Ofri presents Dimensions lecture
MOUNT VERNON – Bellevue Hospital physician Dr. Danielle Ofri will present “Singular Intimacies: Using Literature to Bridge the Cultural Gap” at Cornell College’s Kimmel Theatre on Wednesday, March 18, 11:10 a.m.
The first 50 attendees will be given a free copy of Ofri’s book Incidental Findings: Lessons from my Patients in the Art of Medicine. The lecture, sponsored by Dimensions: The Center for the Science and Culture of Healthcare, is free and open to the public.
Ofri is a physician and teacher at the oldest public hospital in the United States, Bellevue Hospital. In her practice and as an assistant professor of medicine at New York University, Ofri has focused on reaching the real humanity of her patients and on teaching young doctors how to do the same.
She is also the co-founder and editor-in-chief of the Bellvue Literary Journal, the first literary journal published by a hospital. The journal publishes essays, fiction, and poetry about patients as people and the art of healing.

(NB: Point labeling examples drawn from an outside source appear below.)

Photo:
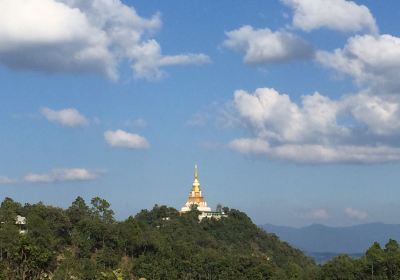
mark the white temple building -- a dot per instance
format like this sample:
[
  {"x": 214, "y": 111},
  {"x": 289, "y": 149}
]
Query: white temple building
[{"x": 196, "y": 199}]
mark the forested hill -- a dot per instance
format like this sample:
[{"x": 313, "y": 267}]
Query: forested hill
[{"x": 86, "y": 242}]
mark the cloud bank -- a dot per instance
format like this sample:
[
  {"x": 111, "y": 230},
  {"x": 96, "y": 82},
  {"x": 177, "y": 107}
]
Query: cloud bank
[
  {"x": 55, "y": 176},
  {"x": 356, "y": 214},
  {"x": 122, "y": 139},
  {"x": 339, "y": 15},
  {"x": 66, "y": 117},
  {"x": 62, "y": 175},
  {"x": 314, "y": 132},
  {"x": 75, "y": 36},
  {"x": 263, "y": 46}
]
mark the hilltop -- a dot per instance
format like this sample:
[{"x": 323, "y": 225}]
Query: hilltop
[{"x": 86, "y": 242}]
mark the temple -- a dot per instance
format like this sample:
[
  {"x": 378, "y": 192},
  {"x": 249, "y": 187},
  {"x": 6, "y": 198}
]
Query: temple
[
  {"x": 195, "y": 196},
  {"x": 196, "y": 199}
]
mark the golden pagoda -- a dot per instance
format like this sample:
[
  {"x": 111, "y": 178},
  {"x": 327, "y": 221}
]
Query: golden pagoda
[{"x": 195, "y": 196}]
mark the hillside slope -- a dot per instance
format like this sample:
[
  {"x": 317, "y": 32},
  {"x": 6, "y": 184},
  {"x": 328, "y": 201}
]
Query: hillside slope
[
  {"x": 338, "y": 240},
  {"x": 86, "y": 242}
]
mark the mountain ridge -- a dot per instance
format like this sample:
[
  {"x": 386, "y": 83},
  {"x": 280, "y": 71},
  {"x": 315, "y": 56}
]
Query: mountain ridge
[{"x": 319, "y": 238}]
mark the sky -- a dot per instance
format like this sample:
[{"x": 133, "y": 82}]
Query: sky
[{"x": 290, "y": 108}]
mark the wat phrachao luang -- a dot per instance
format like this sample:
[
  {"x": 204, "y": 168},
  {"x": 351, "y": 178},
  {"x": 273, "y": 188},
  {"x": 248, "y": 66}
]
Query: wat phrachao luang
[{"x": 196, "y": 199}]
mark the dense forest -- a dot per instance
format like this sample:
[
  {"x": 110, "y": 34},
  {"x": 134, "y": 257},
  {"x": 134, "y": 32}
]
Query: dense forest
[{"x": 85, "y": 241}]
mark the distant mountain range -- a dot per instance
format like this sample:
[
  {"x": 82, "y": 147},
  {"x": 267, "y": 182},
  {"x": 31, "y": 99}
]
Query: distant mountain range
[{"x": 319, "y": 240}]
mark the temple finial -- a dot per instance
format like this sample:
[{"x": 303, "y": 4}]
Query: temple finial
[{"x": 196, "y": 172}]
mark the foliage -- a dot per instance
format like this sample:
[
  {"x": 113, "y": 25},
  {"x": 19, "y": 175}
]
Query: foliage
[
  {"x": 376, "y": 264},
  {"x": 86, "y": 242}
]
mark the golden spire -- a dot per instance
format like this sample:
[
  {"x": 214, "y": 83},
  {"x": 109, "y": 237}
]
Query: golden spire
[
  {"x": 196, "y": 172},
  {"x": 196, "y": 183}
]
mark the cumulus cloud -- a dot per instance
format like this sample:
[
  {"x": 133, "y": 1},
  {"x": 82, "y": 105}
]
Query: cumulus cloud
[
  {"x": 123, "y": 139},
  {"x": 340, "y": 15},
  {"x": 139, "y": 122},
  {"x": 373, "y": 61},
  {"x": 67, "y": 117},
  {"x": 4, "y": 180},
  {"x": 263, "y": 46},
  {"x": 313, "y": 132},
  {"x": 356, "y": 214},
  {"x": 62, "y": 175},
  {"x": 315, "y": 214},
  {"x": 76, "y": 36}
]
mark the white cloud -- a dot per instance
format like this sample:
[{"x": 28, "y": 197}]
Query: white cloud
[
  {"x": 356, "y": 214},
  {"x": 370, "y": 60},
  {"x": 78, "y": 36},
  {"x": 123, "y": 139},
  {"x": 67, "y": 117},
  {"x": 317, "y": 153},
  {"x": 62, "y": 175},
  {"x": 263, "y": 46},
  {"x": 340, "y": 15},
  {"x": 139, "y": 122},
  {"x": 6, "y": 180},
  {"x": 312, "y": 133},
  {"x": 314, "y": 214}
]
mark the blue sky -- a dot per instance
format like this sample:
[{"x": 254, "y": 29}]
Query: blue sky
[{"x": 291, "y": 112}]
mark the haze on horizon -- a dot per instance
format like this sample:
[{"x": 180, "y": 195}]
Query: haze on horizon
[{"x": 291, "y": 108}]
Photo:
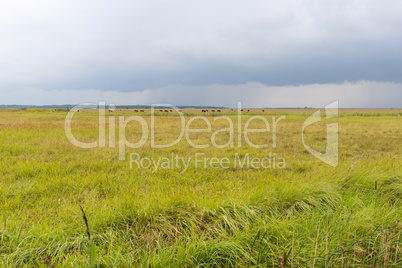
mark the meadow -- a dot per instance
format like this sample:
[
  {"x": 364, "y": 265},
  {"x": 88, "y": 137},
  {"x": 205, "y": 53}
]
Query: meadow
[{"x": 302, "y": 213}]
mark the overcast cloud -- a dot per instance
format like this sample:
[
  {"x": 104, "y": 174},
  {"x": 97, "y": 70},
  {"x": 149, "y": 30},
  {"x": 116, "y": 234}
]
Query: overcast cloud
[{"x": 294, "y": 53}]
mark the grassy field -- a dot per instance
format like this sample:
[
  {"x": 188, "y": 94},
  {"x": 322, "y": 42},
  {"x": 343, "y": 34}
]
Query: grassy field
[{"x": 302, "y": 213}]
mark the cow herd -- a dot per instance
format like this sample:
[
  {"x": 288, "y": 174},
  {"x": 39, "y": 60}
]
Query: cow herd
[{"x": 202, "y": 110}]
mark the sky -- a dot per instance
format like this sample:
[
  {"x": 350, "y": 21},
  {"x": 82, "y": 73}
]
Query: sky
[{"x": 291, "y": 53}]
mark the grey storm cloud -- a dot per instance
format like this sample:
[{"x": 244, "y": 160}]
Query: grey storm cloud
[{"x": 127, "y": 46}]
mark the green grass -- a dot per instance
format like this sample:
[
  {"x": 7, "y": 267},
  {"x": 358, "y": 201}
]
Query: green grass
[{"x": 309, "y": 214}]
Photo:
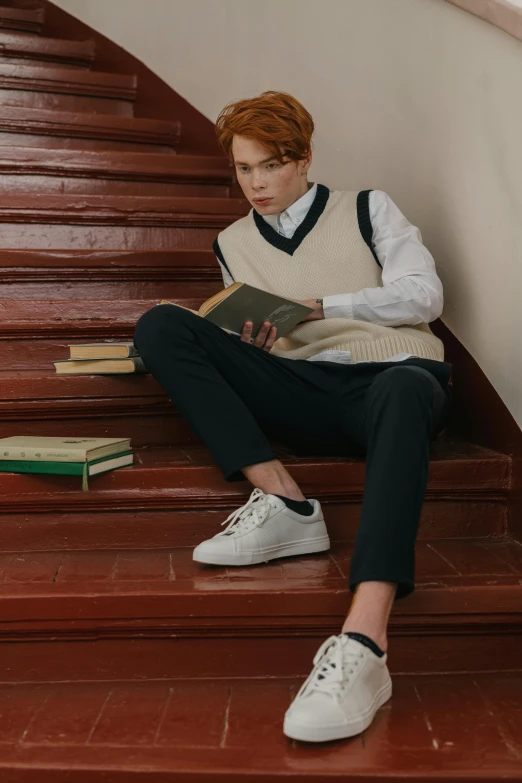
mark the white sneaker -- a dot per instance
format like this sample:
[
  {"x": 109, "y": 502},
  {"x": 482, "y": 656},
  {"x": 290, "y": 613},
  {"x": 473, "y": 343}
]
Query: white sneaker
[
  {"x": 263, "y": 529},
  {"x": 342, "y": 694}
]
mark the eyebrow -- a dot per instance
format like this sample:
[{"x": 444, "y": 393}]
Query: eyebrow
[{"x": 266, "y": 160}]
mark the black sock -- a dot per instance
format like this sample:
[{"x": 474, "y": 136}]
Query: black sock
[
  {"x": 303, "y": 507},
  {"x": 363, "y": 639}
]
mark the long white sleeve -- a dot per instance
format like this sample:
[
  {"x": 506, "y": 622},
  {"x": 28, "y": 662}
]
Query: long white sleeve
[{"x": 411, "y": 292}]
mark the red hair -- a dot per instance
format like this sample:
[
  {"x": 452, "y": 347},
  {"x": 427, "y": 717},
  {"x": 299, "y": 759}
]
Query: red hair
[{"x": 272, "y": 119}]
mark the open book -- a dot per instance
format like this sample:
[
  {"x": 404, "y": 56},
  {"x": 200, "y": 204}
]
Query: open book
[{"x": 240, "y": 302}]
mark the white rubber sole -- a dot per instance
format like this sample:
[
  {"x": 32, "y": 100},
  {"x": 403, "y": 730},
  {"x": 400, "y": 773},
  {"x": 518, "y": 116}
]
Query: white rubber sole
[
  {"x": 305, "y": 547},
  {"x": 325, "y": 733}
]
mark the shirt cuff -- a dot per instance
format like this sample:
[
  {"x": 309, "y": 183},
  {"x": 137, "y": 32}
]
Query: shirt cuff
[{"x": 338, "y": 306}]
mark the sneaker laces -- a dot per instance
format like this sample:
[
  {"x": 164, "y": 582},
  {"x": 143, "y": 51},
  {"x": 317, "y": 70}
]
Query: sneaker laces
[
  {"x": 255, "y": 511},
  {"x": 334, "y": 666}
]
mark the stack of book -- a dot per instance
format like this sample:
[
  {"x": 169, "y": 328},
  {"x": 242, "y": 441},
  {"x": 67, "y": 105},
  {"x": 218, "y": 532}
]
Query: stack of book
[
  {"x": 72, "y": 456},
  {"x": 101, "y": 359}
]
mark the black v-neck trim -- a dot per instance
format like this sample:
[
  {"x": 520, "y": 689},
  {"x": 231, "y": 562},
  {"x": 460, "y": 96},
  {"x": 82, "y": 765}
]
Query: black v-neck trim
[{"x": 290, "y": 245}]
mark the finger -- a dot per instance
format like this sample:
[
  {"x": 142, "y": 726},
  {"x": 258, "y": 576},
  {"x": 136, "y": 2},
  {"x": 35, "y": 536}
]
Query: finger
[
  {"x": 246, "y": 334},
  {"x": 271, "y": 338},
  {"x": 261, "y": 335}
]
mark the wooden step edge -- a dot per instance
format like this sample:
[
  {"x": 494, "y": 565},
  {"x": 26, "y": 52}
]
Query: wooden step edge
[
  {"x": 24, "y": 19},
  {"x": 35, "y": 47},
  {"x": 95, "y": 274},
  {"x": 160, "y": 211},
  {"x": 89, "y": 126},
  {"x": 141, "y": 167},
  {"x": 285, "y": 762},
  {"x": 68, "y": 81},
  {"x": 182, "y": 485},
  {"x": 72, "y": 610},
  {"x": 100, "y": 260},
  {"x": 74, "y": 318}
]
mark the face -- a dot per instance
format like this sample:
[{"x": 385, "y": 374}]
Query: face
[{"x": 259, "y": 177}]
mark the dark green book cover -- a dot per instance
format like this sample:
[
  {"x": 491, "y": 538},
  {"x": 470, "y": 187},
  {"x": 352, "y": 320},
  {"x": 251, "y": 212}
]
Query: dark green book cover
[
  {"x": 248, "y": 303},
  {"x": 63, "y": 468}
]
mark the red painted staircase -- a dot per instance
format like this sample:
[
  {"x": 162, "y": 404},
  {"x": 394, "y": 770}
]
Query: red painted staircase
[{"x": 121, "y": 658}]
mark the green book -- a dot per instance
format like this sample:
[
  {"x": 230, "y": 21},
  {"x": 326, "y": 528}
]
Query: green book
[
  {"x": 84, "y": 469},
  {"x": 239, "y": 302}
]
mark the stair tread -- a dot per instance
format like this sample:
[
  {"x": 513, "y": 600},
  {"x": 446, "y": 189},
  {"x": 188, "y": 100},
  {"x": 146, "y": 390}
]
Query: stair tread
[
  {"x": 51, "y": 77},
  {"x": 21, "y": 18},
  {"x": 28, "y": 120},
  {"x": 440, "y": 564},
  {"x": 346, "y": 470},
  {"x": 105, "y": 260},
  {"x": 84, "y": 206},
  {"x": 29, "y": 45},
  {"x": 435, "y": 727},
  {"x": 114, "y": 164}
]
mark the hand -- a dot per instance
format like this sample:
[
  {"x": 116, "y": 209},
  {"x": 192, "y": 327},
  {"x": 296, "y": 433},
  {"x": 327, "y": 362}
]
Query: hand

Incidental Findings is a collection of stories gathered from her time at Bellvue focusing on healing, compassion, and the art of humanely treating the sick. It is her second medical memoir, after Singular Intimacies.
Ofri’s writings have been included in Best American Essays 2002, and Best American Science Writing 2003. She received the Missouri Review Editor’s Prize for nonfiction, and the McGovern award from the American Medical Writers Association.
The lecture is part of an annual series sponsored by the Cornell program Dimensions: The Center for the Science and Culture of Healthcare. The series addresses the interdisciplinary areas of science, the humanities and the social sciences. Previous programming has featured a lecture former Speaker of the House Newt Gingrich (2005), a symposium with representatives of the sports medicine and athletic training programs at the University of Iowa, along with football coach Kirk Ferentz (2006), a lecture by Patch Adams (2008), and the author of The God Gene, Dean Hamer (2007).